Submissions and Speakers
The most relevant graph, IMO, is percentage of acceptances by gender. That is, for any given gender, what is the percentage of those submissions that were accepted. This is obviously different from percentage of total acceptances for a given gender, but it isolates the variable of submission rate to only look at general fairness of the review process.
NOTE: This year (20X) data is still in-progress, so the numbers look quite different and are much smaller.
What we can see here is that the acceptance rate of those identifying as Male and Female is usually within 5%, sometimes 10% of each other, and is always higher for women. No response fairs similarly, though it took a pretty big dive in 19X. This appears to be due to submissions from authors identifying as No response dropping off dramatically compared to overall submissions on our off-year SCALE (last year was in September): overall submissions were down almost 40%, but "no response" went down almost 60% to their lowest point ever. However, it appears to be an anomaly of our delayed off-cycle year since the numbers seem to be trending back in line with other genders this year.
So isolating for fairness through the review process looks pretty good, but that isn't the whole story. What about getting into the process? The rate at which different communities submit talks can be a symptom of how welcoming your community is and therefore is also important to track. The following two graphs show the overall submissions by gender and the overall acceptances by gender.

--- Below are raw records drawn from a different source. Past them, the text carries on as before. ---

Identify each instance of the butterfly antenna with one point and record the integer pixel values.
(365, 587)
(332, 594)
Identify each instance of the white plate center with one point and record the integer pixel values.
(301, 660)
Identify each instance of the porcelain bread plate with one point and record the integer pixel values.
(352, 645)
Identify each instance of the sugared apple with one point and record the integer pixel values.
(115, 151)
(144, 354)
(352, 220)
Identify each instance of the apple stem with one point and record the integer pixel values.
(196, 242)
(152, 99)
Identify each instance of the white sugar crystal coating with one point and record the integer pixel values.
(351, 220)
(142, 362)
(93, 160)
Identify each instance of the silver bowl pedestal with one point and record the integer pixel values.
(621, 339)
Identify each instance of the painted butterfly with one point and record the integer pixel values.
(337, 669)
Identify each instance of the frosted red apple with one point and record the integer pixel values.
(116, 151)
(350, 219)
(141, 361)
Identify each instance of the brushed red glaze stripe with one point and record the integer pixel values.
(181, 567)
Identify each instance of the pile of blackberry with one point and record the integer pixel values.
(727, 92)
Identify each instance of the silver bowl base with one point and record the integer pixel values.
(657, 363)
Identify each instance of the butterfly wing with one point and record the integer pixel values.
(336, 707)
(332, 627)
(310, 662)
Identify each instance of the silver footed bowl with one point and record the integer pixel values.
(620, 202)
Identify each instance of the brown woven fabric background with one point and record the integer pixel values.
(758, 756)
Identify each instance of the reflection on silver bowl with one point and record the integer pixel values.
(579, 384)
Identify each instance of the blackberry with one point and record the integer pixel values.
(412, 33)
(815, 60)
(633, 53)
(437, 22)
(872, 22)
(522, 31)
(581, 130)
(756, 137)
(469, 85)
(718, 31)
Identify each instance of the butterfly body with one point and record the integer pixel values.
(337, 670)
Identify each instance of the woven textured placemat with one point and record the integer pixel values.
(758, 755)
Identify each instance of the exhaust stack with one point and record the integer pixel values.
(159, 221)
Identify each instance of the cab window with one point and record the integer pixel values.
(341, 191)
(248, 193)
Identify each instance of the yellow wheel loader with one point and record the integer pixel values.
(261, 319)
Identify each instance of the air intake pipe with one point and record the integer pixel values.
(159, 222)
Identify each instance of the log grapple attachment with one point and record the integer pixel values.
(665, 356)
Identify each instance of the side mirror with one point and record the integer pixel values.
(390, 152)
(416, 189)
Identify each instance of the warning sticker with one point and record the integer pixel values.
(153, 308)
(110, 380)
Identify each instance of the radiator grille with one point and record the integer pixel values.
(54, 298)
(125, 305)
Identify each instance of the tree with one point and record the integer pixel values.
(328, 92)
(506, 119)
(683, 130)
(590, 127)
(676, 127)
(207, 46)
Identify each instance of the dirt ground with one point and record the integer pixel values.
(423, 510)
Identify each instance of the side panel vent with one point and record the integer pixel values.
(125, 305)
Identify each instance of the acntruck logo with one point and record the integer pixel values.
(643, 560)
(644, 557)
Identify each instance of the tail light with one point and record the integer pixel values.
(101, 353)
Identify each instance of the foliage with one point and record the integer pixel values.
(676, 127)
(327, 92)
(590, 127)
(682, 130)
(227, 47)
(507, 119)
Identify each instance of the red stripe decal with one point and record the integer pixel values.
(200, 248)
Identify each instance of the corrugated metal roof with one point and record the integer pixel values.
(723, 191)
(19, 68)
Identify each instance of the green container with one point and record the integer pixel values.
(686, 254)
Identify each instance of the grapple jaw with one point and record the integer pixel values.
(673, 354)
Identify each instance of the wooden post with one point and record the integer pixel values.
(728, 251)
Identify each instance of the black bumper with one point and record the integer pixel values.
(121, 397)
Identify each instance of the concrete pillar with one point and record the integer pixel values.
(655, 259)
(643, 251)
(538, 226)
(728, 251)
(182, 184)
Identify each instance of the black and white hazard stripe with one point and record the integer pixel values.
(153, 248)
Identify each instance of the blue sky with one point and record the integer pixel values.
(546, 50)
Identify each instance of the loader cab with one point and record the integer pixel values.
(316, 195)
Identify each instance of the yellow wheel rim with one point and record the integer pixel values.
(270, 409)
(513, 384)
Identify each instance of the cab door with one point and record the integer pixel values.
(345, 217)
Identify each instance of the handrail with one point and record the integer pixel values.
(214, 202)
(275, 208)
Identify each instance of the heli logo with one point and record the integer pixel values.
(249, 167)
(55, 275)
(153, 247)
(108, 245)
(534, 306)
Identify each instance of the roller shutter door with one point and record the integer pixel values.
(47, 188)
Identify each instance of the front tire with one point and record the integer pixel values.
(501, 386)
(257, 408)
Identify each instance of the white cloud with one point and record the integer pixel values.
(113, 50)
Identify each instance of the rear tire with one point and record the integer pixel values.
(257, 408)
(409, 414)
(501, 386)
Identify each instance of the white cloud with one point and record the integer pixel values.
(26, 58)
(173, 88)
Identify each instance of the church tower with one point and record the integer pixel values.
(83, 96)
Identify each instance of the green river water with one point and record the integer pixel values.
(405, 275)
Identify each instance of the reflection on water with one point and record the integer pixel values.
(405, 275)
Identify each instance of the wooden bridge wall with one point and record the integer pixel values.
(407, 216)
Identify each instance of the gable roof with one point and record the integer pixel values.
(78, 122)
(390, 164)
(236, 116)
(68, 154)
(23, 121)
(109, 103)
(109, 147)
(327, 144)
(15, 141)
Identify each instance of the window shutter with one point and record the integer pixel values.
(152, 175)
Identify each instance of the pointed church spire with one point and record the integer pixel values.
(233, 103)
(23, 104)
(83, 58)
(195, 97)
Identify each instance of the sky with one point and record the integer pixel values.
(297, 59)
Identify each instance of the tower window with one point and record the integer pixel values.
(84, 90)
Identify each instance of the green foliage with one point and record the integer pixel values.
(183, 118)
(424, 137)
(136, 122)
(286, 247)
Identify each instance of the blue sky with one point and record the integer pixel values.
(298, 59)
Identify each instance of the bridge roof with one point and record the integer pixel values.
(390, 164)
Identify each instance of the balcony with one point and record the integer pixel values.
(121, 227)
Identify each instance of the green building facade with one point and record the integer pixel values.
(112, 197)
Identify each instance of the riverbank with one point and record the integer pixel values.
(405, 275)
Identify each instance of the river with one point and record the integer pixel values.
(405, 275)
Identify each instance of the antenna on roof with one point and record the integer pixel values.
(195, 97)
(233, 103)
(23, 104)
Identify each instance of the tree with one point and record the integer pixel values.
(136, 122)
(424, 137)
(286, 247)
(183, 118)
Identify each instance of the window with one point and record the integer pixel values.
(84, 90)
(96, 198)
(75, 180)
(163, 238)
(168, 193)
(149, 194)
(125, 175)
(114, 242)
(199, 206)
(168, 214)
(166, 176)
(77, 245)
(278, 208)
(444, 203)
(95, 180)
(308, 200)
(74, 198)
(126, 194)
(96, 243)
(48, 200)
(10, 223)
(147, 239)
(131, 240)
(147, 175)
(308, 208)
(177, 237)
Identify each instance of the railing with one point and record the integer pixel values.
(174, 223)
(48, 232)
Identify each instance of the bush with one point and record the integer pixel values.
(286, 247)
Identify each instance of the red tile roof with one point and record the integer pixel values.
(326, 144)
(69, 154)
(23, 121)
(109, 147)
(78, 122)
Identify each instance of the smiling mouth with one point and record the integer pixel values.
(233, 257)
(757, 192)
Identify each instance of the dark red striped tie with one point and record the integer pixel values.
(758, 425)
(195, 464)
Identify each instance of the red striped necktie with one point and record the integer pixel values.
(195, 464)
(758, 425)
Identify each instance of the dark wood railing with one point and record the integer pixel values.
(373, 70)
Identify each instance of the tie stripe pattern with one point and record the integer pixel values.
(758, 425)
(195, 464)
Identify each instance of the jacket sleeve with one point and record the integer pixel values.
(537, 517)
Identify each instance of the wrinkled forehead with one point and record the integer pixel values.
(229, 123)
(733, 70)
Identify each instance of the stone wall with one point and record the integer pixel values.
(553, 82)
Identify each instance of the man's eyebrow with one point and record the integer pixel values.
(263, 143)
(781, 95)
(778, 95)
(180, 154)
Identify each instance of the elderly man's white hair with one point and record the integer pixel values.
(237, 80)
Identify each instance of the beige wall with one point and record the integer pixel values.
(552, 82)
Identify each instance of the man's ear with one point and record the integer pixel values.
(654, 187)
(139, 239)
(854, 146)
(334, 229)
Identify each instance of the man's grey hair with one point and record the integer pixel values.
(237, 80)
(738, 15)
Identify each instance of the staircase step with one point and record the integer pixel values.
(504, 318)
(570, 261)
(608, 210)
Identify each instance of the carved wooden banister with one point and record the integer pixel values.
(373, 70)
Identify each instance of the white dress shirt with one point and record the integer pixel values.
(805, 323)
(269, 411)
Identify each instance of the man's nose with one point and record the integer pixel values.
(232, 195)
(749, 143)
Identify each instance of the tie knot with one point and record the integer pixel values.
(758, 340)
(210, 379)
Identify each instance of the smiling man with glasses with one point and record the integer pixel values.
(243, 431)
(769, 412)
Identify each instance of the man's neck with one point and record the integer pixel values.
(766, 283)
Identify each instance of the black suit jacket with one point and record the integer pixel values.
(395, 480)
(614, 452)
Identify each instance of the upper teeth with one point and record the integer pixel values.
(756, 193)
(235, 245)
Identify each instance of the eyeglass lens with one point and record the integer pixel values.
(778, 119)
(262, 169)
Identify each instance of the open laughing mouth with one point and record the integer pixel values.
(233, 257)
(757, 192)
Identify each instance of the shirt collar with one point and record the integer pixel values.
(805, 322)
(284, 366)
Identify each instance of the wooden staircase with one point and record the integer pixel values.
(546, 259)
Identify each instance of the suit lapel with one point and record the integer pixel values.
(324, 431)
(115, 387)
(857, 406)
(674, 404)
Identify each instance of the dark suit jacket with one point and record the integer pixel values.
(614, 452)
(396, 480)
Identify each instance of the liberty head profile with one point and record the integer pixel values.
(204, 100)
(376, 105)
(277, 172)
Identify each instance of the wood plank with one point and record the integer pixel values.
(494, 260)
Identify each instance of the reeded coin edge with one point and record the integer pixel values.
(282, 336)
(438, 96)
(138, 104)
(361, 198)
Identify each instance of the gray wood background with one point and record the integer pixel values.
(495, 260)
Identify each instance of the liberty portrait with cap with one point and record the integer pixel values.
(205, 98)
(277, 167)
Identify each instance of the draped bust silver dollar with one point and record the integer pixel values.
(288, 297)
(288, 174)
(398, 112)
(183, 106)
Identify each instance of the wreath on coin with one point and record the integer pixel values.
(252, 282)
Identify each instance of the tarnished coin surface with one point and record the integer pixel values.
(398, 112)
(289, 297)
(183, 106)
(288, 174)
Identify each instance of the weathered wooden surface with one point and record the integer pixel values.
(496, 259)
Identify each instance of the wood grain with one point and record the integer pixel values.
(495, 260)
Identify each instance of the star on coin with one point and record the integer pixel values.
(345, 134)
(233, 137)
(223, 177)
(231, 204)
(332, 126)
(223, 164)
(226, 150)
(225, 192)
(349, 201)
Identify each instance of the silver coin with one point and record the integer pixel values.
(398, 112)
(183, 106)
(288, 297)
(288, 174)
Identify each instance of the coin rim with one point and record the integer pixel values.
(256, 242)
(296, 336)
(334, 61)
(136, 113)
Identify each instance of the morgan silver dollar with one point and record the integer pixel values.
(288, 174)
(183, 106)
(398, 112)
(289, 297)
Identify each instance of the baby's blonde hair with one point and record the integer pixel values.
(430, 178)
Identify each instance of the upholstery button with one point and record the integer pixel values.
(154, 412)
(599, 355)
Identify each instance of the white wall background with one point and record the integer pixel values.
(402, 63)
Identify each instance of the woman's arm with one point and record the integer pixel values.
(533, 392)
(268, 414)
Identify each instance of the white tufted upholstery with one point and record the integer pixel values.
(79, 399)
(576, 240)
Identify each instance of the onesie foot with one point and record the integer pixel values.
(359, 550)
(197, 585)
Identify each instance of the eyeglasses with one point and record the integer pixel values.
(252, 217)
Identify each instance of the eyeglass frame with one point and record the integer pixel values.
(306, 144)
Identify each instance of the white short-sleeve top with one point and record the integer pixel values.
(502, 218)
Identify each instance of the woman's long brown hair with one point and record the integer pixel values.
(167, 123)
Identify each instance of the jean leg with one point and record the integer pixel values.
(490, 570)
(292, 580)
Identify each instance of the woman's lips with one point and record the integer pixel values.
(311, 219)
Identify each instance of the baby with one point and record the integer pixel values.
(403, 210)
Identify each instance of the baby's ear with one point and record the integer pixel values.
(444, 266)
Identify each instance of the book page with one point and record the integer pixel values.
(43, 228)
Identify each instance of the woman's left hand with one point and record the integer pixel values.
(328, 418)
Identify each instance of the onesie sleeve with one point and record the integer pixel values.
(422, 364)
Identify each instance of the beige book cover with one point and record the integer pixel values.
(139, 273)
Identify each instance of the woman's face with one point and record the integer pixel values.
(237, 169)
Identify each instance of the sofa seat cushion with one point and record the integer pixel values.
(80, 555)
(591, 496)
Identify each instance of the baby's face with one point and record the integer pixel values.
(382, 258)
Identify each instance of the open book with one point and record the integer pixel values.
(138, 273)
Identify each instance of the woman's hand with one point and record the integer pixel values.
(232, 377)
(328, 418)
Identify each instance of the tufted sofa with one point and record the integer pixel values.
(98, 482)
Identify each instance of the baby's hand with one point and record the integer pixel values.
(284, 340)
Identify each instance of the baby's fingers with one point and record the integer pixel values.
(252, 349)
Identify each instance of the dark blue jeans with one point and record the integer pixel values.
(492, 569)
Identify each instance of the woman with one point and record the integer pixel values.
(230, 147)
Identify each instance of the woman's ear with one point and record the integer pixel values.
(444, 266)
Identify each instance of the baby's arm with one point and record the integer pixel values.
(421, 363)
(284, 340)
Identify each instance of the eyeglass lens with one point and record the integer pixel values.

Obviously these two graphs are effectively just source data for the first graph. The biggest take-away that I get from them is that there hasn't been a significant change in submissions, though there has been a slight increase in submissions from women and a slight decrease in those identifying as other or who chose not to respond.
One potentially confusing thing here: the first graph and the third graph - what's the difference? They have nearly identical titles. The first graph is, for each gender, what was their acceptance rate. In other words, it is the ratio of acceptances to submissions for each reported gender. The third graph is, given the accepted talks, what percentage of them is from a given reported gender. In other words, it looks at the gender breakdown of only accepted talks.
Now let's look at attendees. This doesn't include 20x data as we won't have usable data on our attendees until after the conference. But like the above graphs, it starts at 14x and shows the trend.
The trend here is pretty similar: Not a ton of change over the years, but 19X appears to be an anomaly with No response dropping noticeably (about 4%) and a pickup in those identifying as Male or Female (each rising about 2%). All indications are that this was an anomaly and I hope that will be borne out by the 20X numbers.
As we mentioned when first announced this initiative, it's a little hard to know what "good" looks like without knowing where we stand and we hope to see more diversity data from other conferences in order to have a better picture of where we're succeeding vs falling behind. In the last few years we've continued to focus on creating an inclusive and safe environment in a variety of ways including rolling out a Safety number (posted all around the conference) that can reach someone 24/7 during the show in case of anyone feeling uncomfortable, experiencing/witnessing anything inappropriate, etc. We look forward to expanding this diversity data to other axes and to finding additional ways to enthusiastically welcome people of all genders, races, ages, and backgrounds in our community.